Paolo Canevari
(english version just follows the french one)
D'abord regardez cette vidéo vue à l'expo "Vanités", musée Maillol jusqu'au 28 juin 2010 (trop tard donc :)
http://www.youtube.com/watch?v=nM0ocSIvM70
Quand j'étais petit, il y avait dans mon quartier un immeuble à l'angle d'une rue. Un jour un camion a foncé à grande vitesse dans cet immeuble et l'a éventré. Outre le drame des familles qui devaient s'y trouver, drame auquel je n'ai pas eu accès, l'immeuble est resté éventré pendant toute mon enfance et jusqu'à mon départ. Ce n'est que bien plus tard qu'il a été détruit, remplacé par un square. Ainsi, au moins une fois par semaine je passais devant cet immeuble qui offrait à la vue de tous son intérieur : tapisseries à grosses fleures bleues, lattes de parquet sectionnées, carrelage mural et même des chiottes encore solidement accrochées au mur. C'est ça. Un intérieur, très privé à la vue de tous. Un intérieur qui aurait dû le rester et qui est devenu extérieur, une intimité exposée.

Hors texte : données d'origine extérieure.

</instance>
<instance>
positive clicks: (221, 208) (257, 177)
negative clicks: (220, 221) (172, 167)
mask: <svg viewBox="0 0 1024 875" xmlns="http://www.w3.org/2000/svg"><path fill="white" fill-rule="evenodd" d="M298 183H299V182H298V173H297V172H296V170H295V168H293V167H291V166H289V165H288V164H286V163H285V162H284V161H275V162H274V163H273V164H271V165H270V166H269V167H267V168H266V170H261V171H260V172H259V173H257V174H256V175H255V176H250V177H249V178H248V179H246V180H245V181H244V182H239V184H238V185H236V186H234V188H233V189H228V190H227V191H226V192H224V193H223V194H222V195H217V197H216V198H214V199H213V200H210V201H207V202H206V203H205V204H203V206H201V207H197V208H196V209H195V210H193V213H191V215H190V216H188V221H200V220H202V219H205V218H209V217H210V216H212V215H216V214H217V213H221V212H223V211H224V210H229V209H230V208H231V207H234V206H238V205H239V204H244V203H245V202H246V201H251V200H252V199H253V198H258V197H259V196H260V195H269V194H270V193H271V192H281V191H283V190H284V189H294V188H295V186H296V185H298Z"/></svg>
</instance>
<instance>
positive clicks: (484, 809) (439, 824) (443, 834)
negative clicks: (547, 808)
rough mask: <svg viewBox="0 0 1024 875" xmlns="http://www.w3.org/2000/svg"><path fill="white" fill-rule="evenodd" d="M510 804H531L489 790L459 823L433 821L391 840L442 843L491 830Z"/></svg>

S'en est suivie une fascination pour les murs. Les murs, les murets, les murettes, les murs au milieu de nulle part, les murs légendaires comme le Mur Païen dans les Vosgues ou le Mur d'Hadrien, sorte d'ancêtre du mur de Berlin ou du moins poétique mur en Isarel, la Grande Muraille de Chine ou juste les murs des villes, les murs aveugles ou ceux qu'on devine avoir fait parti d'un intérieur et qui sont devenus extérieurs, avec restes de tapisserie ou juste les marques encore visibles des cloisons qui séparaient les pièces des appartements.
Mais qu'est-ce qui m'a fasciné si longtemps sans que je comprenne pourquoi?
Paolo Canevari dans "Bouncing Skull" présente la même chose: un immeuble éventré. Mais parce qu'il est montré au milieu d'une exposition sur les Vanités et parce qu'au premier plan il fait jouer un gamin visiblement tout droit sorti des années 80, période de mon enfance, et parce que ce gamin joue au foot avec un crâne humain, je comprends quelque chose. D'abord je vois soudain que l'immeuble éventré ressemble aussi à un crâne.
Or je fais souvent des rêves d'appartements ou de maison aux périodes où je dois construire ma vie, changer quelque chose ou ranger dans ma tête. Ainsi, selon les ambiances de ces périodes, les appartements ou maisons apparaissent glauques, vastes ou avec beaucoup de recoins, sombres ou lumineux... mais je suis toujours heureux de ces rêves qui ne sont jamais des cauchemars. Un jour que j'étais assez mal et que je ne rangeais pas mon appartement, vous savez le fameux appartement de l'étudiant dégueu avec les pizzas qui jonchent le sol et les verres renversés, les cendriers pleins..., bon, pareil, hé bien une amie me dit simplement "Range ta maison!" Et ces mots résonnent dans ma tête. Elle inverse le processus et me propose comme thérapie pour arranger l'intérieur, de ranger mon extérieur. Elle inverse le processus et je comprends le parallèle que je n'avais jamais fait entre les deux espaces.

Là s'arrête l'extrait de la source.